Tags and aliases are used to manage and normalize sets of field information. You can use tags and aliases to group sets of related field values together, and to give extracted field tags that reflect different aspects of their identity. For example, you can group events from set of hosts in a particular location (such as a building or city) together by giving the same tag to each host.
如果你有两个不同的来源使用不同的字段名称来指代相同的数据,那么你可以使用别名(例如将 clientip 别名为 ipaddress)来规范数据。

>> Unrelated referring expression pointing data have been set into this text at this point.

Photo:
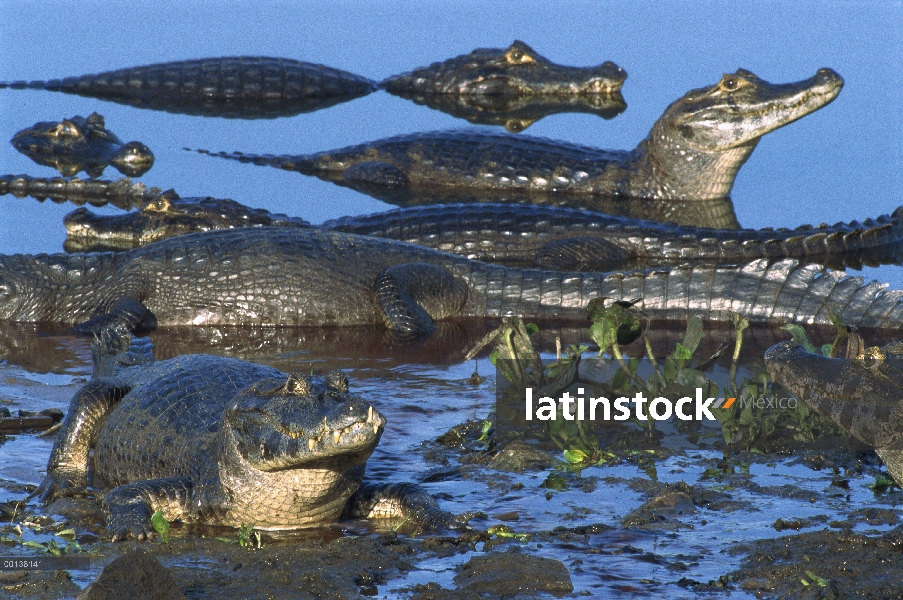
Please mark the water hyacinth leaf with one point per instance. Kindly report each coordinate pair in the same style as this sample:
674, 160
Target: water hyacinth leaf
617, 323
692, 336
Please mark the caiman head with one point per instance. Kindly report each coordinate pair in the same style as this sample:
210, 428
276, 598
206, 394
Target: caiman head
82, 144
163, 217
301, 423
515, 70
698, 145
862, 395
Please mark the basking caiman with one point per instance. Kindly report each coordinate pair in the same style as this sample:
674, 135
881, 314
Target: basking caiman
513, 71
296, 276
862, 395
693, 151
223, 441
80, 144
165, 216
242, 87
515, 235
122, 193
126, 194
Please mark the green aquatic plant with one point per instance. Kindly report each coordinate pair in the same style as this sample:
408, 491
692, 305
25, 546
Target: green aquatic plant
160, 525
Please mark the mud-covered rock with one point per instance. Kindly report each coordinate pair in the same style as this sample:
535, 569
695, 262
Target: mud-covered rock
136, 575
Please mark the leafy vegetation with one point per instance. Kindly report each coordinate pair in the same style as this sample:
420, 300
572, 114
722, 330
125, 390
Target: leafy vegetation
679, 374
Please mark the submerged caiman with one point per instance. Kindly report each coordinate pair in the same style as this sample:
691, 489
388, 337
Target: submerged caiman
242, 87
80, 144
863, 395
296, 276
516, 113
515, 235
513, 71
693, 151
225, 442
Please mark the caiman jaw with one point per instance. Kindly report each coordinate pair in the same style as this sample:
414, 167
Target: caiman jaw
742, 108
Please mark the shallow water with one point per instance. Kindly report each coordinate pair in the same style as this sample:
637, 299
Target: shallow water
841, 163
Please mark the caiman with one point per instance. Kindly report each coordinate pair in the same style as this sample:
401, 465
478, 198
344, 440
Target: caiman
80, 144
127, 194
298, 276
861, 395
514, 71
693, 151
166, 215
515, 235
516, 113
243, 87
225, 442
122, 193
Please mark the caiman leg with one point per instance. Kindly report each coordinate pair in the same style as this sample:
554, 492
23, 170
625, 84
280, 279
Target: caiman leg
406, 502
413, 294
129, 507
68, 465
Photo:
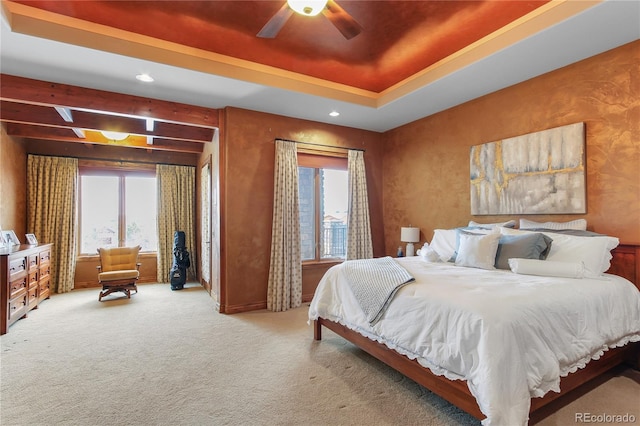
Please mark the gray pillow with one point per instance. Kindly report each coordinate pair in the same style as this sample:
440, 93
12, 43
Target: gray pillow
530, 246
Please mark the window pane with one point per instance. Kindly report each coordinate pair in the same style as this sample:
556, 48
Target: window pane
335, 203
140, 213
99, 213
306, 194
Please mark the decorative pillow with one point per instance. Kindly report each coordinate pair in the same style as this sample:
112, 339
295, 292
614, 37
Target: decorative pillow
593, 251
469, 230
477, 251
547, 268
528, 246
579, 224
508, 224
428, 254
444, 243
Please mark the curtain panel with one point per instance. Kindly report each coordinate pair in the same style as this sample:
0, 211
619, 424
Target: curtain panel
285, 269
176, 207
359, 245
52, 189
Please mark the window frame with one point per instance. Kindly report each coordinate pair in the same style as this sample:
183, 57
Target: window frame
120, 170
317, 161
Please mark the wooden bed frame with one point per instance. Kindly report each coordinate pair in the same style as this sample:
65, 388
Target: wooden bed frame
625, 262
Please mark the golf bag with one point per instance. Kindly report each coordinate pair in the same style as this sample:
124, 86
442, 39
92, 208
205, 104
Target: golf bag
178, 273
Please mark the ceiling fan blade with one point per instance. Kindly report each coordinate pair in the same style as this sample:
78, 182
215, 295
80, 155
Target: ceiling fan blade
342, 20
277, 21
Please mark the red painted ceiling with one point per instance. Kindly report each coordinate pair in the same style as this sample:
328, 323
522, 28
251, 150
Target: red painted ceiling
400, 38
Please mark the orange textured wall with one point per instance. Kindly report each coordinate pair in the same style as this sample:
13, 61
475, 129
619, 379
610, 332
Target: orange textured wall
13, 184
426, 163
248, 155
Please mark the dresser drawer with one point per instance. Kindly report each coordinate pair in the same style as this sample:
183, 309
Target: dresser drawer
44, 289
17, 267
18, 286
32, 297
45, 256
17, 307
33, 279
32, 261
45, 270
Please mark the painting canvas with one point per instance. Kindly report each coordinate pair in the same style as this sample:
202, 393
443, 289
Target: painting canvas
537, 173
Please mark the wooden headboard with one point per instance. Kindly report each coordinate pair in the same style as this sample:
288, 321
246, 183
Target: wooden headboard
626, 263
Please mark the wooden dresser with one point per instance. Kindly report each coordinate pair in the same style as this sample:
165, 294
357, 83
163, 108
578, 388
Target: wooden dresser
25, 275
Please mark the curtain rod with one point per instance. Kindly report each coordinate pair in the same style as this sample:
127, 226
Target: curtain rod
319, 144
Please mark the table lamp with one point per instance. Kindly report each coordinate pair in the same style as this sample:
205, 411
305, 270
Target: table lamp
410, 235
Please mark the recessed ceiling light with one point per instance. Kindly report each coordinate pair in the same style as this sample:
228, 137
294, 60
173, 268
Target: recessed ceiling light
145, 77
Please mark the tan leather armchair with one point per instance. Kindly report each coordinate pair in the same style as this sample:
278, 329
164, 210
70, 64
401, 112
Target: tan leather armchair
118, 270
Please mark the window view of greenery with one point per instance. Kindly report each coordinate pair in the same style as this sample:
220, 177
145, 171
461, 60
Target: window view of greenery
117, 211
330, 187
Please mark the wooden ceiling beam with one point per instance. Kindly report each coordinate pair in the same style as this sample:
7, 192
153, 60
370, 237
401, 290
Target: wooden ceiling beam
37, 92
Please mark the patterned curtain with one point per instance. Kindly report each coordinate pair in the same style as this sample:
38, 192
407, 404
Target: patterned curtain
285, 271
176, 207
359, 244
52, 186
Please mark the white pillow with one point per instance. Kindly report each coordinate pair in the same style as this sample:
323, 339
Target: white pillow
508, 224
593, 251
428, 254
578, 224
546, 268
444, 243
478, 251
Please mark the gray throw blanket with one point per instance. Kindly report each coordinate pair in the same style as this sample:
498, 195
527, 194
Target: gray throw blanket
374, 282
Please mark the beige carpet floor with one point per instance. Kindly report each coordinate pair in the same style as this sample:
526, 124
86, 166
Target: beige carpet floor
167, 358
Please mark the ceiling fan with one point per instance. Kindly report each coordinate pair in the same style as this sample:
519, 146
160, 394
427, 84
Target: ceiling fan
329, 8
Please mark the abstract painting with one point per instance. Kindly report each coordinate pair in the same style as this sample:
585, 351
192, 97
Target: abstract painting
536, 173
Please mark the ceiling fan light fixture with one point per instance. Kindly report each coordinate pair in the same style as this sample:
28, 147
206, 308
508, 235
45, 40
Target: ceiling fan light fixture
114, 136
307, 7
146, 78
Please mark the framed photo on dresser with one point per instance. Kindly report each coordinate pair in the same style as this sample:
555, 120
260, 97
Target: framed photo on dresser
10, 237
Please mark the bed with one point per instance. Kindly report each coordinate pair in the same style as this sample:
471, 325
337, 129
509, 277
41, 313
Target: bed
456, 330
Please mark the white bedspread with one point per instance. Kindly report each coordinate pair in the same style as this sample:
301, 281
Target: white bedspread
510, 336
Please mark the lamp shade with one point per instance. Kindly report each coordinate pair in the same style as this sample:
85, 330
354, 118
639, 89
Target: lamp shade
409, 234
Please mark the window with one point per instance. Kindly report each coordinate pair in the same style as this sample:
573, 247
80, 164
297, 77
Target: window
323, 192
117, 209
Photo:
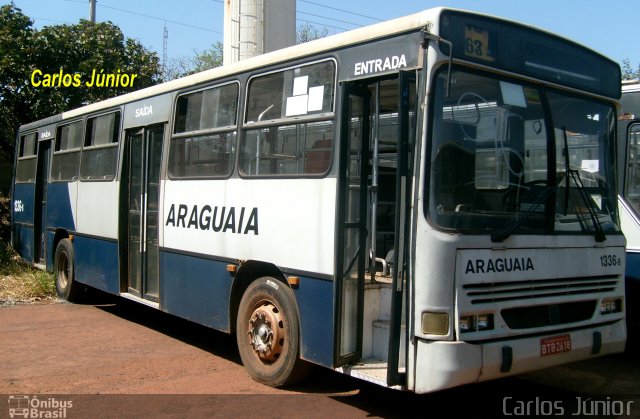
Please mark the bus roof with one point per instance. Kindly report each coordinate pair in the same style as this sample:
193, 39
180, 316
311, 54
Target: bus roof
367, 33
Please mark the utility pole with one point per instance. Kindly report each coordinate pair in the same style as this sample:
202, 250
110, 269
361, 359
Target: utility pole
165, 41
92, 11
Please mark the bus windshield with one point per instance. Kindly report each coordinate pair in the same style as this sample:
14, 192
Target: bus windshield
512, 158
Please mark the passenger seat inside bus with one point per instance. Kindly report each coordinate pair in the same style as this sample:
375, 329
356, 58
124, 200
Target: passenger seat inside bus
318, 158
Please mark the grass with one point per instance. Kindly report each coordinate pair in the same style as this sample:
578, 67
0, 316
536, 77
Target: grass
21, 283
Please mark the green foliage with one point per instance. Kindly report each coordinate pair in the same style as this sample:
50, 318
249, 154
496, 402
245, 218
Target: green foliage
74, 49
209, 59
307, 32
5, 219
627, 70
201, 61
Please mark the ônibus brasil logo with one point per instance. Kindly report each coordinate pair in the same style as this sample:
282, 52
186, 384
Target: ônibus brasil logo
23, 406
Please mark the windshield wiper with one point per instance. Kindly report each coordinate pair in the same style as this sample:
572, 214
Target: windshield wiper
598, 232
504, 234
575, 175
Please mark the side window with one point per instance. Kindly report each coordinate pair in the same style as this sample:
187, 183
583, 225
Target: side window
66, 158
278, 145
304, 90
204, 134
27, 158
100, 152
300, 149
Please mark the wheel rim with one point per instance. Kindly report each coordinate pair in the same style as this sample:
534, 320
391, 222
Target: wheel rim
63, 270
266, 331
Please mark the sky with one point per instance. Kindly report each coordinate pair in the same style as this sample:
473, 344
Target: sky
194, 25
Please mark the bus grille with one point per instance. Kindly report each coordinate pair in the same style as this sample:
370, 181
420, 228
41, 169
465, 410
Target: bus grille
548, 315
492, 292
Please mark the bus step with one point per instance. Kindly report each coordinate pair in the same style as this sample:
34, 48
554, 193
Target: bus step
372, 370
381, 341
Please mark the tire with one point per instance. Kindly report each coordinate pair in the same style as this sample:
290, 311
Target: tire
267, 331
64, 269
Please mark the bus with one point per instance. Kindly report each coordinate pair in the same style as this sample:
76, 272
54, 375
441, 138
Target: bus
629, 187
422, 203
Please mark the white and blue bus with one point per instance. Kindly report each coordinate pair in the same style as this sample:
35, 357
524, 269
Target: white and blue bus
629, 188
422, 203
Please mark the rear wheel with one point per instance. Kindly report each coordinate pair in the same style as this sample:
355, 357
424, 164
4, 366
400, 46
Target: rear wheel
267, 331
64, 267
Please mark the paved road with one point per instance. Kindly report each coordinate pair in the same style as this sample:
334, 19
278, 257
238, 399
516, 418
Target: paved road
117, 358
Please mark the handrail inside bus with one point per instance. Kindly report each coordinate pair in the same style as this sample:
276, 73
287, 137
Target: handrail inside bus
439, 39
258, 139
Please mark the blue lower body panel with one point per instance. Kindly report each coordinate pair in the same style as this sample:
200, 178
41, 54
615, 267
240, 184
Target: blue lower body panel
196, 289
23, 241
315, 304
199, 289
97, 263
633, 299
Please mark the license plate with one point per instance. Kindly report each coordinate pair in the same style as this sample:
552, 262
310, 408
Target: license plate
555, 345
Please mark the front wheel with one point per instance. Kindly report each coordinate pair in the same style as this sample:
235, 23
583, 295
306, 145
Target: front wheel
267, 331
64, 268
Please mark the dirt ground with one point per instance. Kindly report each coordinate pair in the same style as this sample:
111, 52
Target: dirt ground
120, 359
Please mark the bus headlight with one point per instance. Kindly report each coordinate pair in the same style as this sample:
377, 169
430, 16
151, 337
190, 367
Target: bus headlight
435, 323
467, 324
611, 305
476, 322
485, 322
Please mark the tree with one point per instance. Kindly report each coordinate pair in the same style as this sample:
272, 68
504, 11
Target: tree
210, 58
201, 61
17, 52
627, 71
307, 32
73, 49
213, 57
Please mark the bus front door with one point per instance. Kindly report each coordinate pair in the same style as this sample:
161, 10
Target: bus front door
376, 156
353, 230
40, 203
142, 179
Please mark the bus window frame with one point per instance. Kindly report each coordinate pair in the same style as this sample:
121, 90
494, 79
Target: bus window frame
205, 132
22, 158
290, 120
116, 145
58, 138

If you have two different sources using different field names to refer to same data, then you can normalize your data by using aliases (by aliasing clientip to ipaddress, for example).
Data models
数据模型是一个或多个数据集的表示形式,并且它们驱动了统计透视工具,使统计透视工具用户能够快速生成有用的表格、复杂的可视化效果和强大的报表,而无需与 Splunk 软件搜索语言进行交互。数据模型由完全了解其索引数据的格式和语义的知识管理员设计。典型的知识模型使用其他知识对象类型。
Data models are representations of one or more datasets, and they drive the Pivot tool, enabling Pivot users to quickly generate useful tables, complex visualizations, and robust reports without needing to interact with the Splunk software search language. Data models are designed by knowledge managers who fully understand the format and semantics of their indexed data. A typical data model makes use of other knowledge object types.
我们会在随后的章节中讨论其中一些知识对象的示例。
We will discuss some of the examples of these knowledge objects in the subsequent chapters.